このころ僕と姉さんは会話も全然してなくてとても家族とは思えなかった。
だがあるきっかけで仲が良くなった。
それは。
「蓮さんちょっといいですか?」
「はい?」
俺は自分の部屋で勉強をしていた時ドアが開いている状態だったので部屋を覗きながら話しかけてくる柚香。
「少し話があるんだけど」
「あ、いいですよ」
下に行きいつも食事をするテーブルに座る。
「それで話って言うのはなんですか?」
僕が訊くと柚香は真剣な目で僕に視線を向ける。
「実は、私男の子とはあまり会話をしたことがなくて」
「そうなんですか」
「中学の時も女子が多い学校に行ってたので男子とはあまり話したことがないの」
「あ、はい」
「それであまり話せなくてもしかしたら私があなたの事嫌いみたいに思われてしまってたら誤解なの」
どうやら柚香は男子とはあまり話したことがなくどうしたらいいのかがわからなかったらしい。

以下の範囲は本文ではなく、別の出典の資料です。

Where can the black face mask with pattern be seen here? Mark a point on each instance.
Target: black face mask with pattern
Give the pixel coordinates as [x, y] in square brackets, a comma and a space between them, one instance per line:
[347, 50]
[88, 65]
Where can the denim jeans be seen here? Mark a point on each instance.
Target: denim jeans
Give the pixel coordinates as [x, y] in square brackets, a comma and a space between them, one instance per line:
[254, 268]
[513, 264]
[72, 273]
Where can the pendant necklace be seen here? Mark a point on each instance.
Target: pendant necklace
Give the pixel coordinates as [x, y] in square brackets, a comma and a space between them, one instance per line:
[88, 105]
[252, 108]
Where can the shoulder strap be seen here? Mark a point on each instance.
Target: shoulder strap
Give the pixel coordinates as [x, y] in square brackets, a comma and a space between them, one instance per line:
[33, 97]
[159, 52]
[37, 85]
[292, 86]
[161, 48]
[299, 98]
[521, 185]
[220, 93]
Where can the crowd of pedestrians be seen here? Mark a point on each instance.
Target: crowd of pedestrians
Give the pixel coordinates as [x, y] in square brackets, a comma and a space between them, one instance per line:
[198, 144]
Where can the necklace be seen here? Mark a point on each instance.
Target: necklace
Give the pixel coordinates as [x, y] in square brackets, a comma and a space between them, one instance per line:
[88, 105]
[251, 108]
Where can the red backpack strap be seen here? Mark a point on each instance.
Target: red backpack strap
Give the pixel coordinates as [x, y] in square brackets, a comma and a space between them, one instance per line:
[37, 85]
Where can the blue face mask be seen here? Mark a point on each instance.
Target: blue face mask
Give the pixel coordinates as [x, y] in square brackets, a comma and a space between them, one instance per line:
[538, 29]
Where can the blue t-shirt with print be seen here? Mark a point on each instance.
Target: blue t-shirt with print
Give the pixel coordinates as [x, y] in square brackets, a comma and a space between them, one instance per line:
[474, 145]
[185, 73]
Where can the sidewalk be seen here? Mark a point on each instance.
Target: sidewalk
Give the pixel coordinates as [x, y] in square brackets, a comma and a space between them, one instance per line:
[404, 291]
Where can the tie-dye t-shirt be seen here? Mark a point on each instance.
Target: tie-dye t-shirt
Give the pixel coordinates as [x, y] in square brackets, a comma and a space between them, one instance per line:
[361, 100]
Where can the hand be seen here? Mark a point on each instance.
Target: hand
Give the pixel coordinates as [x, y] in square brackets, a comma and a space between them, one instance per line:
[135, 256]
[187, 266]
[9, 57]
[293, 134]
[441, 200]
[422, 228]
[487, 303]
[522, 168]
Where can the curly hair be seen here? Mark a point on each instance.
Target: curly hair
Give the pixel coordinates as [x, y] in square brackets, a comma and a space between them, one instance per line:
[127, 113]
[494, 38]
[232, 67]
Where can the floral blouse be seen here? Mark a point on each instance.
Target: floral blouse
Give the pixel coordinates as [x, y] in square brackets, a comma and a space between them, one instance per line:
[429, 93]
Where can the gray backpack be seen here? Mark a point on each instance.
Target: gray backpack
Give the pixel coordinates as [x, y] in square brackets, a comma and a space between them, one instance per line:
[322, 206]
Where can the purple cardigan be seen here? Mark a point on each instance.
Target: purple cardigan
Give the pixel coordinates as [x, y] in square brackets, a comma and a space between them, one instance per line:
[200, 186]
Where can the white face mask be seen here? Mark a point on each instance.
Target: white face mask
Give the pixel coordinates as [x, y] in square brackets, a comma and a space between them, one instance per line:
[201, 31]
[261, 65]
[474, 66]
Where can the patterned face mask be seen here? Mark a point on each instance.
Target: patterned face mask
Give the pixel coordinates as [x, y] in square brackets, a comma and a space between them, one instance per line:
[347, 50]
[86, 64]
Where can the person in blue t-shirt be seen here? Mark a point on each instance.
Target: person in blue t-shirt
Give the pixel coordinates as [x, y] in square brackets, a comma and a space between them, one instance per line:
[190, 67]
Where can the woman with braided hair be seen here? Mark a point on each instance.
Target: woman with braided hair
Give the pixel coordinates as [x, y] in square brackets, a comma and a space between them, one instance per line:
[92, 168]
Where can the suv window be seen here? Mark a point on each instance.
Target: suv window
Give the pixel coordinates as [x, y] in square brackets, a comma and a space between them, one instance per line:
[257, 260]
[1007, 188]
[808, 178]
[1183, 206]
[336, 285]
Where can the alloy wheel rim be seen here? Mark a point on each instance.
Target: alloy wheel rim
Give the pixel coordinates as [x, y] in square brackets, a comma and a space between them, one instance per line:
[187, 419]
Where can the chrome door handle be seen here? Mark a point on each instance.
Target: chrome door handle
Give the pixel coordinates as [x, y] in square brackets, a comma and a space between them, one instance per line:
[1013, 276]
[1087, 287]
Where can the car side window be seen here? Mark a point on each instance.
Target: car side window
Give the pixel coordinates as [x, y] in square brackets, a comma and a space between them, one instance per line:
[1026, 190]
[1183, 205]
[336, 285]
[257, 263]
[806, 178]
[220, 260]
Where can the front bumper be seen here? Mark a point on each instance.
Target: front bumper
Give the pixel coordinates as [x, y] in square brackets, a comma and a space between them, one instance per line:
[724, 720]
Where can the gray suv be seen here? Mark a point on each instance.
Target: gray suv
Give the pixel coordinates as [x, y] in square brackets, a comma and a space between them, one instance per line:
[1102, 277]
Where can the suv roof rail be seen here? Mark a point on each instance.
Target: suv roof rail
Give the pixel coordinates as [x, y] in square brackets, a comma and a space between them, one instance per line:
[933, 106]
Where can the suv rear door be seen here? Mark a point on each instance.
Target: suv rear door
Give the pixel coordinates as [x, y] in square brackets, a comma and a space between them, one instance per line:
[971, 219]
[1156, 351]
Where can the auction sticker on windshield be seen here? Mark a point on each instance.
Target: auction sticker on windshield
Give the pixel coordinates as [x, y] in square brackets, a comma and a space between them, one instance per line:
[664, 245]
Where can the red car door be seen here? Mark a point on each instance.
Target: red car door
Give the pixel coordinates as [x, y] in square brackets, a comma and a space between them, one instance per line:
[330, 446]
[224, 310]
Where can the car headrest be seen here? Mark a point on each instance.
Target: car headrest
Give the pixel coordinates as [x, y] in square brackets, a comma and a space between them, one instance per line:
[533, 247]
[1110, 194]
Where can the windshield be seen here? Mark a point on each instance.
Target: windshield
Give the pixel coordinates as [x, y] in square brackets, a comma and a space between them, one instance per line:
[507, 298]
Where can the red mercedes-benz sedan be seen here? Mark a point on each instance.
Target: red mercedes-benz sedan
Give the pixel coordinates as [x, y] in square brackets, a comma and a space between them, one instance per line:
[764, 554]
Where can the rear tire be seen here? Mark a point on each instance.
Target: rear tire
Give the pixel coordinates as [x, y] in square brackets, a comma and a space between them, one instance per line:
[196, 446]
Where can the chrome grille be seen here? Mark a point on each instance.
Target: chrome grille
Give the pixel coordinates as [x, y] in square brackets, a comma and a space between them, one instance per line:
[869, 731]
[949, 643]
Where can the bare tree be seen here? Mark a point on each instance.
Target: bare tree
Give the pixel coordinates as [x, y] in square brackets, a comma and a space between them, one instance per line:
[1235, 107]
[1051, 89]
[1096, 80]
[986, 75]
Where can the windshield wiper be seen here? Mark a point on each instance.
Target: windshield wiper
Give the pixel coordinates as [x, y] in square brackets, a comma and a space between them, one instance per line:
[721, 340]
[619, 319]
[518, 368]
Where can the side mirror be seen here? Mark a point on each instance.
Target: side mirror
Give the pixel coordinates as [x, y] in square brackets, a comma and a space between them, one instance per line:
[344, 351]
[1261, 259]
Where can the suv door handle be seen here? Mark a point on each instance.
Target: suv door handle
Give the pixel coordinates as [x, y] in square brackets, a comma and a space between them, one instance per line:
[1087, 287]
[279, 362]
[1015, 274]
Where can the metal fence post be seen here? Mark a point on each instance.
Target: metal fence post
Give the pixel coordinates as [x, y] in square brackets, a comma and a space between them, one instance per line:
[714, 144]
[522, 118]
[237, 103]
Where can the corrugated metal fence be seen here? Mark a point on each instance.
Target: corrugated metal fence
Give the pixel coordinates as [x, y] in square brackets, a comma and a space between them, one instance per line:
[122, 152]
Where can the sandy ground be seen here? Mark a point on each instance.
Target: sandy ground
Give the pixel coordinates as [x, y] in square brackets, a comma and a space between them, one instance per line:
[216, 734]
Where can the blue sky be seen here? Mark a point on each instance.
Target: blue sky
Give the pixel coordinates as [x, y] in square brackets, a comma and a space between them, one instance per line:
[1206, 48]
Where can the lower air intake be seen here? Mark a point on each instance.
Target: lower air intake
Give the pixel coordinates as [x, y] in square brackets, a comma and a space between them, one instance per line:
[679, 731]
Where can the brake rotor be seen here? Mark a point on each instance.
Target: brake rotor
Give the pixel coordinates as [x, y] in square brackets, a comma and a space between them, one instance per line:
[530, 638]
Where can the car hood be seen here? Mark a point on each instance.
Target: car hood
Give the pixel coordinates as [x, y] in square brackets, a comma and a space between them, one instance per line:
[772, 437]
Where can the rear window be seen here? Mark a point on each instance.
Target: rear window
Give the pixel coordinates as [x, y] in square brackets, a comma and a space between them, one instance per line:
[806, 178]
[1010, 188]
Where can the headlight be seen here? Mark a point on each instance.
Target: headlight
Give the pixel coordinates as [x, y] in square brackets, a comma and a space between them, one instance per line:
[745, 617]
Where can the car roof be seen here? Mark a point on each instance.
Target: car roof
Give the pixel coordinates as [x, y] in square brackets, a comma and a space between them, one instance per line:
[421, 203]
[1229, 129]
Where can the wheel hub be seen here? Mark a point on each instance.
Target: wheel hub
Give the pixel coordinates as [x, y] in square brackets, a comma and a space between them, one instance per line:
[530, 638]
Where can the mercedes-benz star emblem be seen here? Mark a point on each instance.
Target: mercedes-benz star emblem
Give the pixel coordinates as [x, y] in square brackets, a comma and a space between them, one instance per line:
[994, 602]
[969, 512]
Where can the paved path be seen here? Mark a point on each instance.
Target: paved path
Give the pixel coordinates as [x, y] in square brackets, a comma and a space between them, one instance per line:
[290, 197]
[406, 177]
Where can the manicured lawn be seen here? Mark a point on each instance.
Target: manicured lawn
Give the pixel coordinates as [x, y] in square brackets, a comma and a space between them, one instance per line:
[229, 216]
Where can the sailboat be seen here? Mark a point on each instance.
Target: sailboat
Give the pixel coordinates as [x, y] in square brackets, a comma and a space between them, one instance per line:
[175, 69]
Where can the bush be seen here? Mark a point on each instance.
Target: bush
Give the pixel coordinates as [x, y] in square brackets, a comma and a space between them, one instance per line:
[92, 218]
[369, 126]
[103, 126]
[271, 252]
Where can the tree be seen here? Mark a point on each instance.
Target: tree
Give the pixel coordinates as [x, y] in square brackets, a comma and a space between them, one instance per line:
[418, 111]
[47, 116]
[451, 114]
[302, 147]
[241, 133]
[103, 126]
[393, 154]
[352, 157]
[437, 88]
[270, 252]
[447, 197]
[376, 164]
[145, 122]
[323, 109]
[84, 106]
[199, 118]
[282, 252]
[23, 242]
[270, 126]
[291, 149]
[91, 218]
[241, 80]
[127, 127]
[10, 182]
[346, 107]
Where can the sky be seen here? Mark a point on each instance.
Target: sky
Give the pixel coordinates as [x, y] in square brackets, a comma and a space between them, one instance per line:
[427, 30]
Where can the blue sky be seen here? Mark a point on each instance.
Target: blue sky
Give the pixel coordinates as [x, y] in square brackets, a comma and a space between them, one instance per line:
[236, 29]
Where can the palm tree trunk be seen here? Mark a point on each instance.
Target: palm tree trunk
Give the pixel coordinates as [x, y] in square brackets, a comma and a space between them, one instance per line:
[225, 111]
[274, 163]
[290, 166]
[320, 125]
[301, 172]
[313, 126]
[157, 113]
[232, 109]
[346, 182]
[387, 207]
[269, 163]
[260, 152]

たしかに急に再婚して年が近い人と過ごすとなるとかなりストレスがたまるだろう。
僕はそんな柚香を見て少しでも楽にできるようにと少しずつ自分から話しかけていた。
それからどんどん仲が良くなったのだが。
ある日二人で夜ご飯を食べていた時。
「私、蓮君が好き」
急に言ってくるものだから口に入れてたハンバーグを喉につまらしてしまいすぐ水を飲んだ。
「ど、どーゆこと?僕も好きだけど」
「ほ、ほんと?!」
「う、うん」
「なら、付き合お!」
「な、なに言っているんだ!!」
「だって両想いでしょ?」
「いや、たしかに好きとは言ったけど。僕の好きは姉さんとして好きだから」
僕が言うと姉さんは悲しい顔をした。
「でも、義理なんだから付き合えるでしょ?」
「そ、それはそうだけど。でも、僕は姉さんにそんな感情は出ないよ」
すると姉さんは小さな涙をこぼした。
その後すぐ姉さんは立ち上がり涙を出しながら部屋に戻った。
さすがに言い過ぎたかと思ったのですぐに姉さんの部屋に向かった。
「姉さん。さっきはごめん言い過ぎた」
返事は返ってこない。
僕は今日のところは仕方がないと思い明日改めて謝ろうと考え下に降りた。
柚香は布団にもぐり誓った。
「絶対に付き合って見せる」
それから翌日の朝。
僕は早めに起きて朝食の準備をしていた。
「昨日は色々あったけど今日ちゃんと謝ろう。きっとなにかの間違えだ」
「おはよう~」
姉さんが起きてきて僕に挨拶をしてきた。
「おはよう姉さん。昨日はごめん言い過ぎて」
「全然、私こそごめんね」
そう言いながら僕に近づき抱きついてきた。
「ね、姉さん?!」
「ごめんね、急に泣いたりして。でも本当に蓮君の事好きなの」
「ね、姉さん...」
「だから諦めない。蓮君を落してみせる」
姉さんは僕に離れていつもの笑顔で「さぁ、朝ごはんにしよ!」
「う、うん」
これが僕と姉さんの本当の出会いの始まりだった。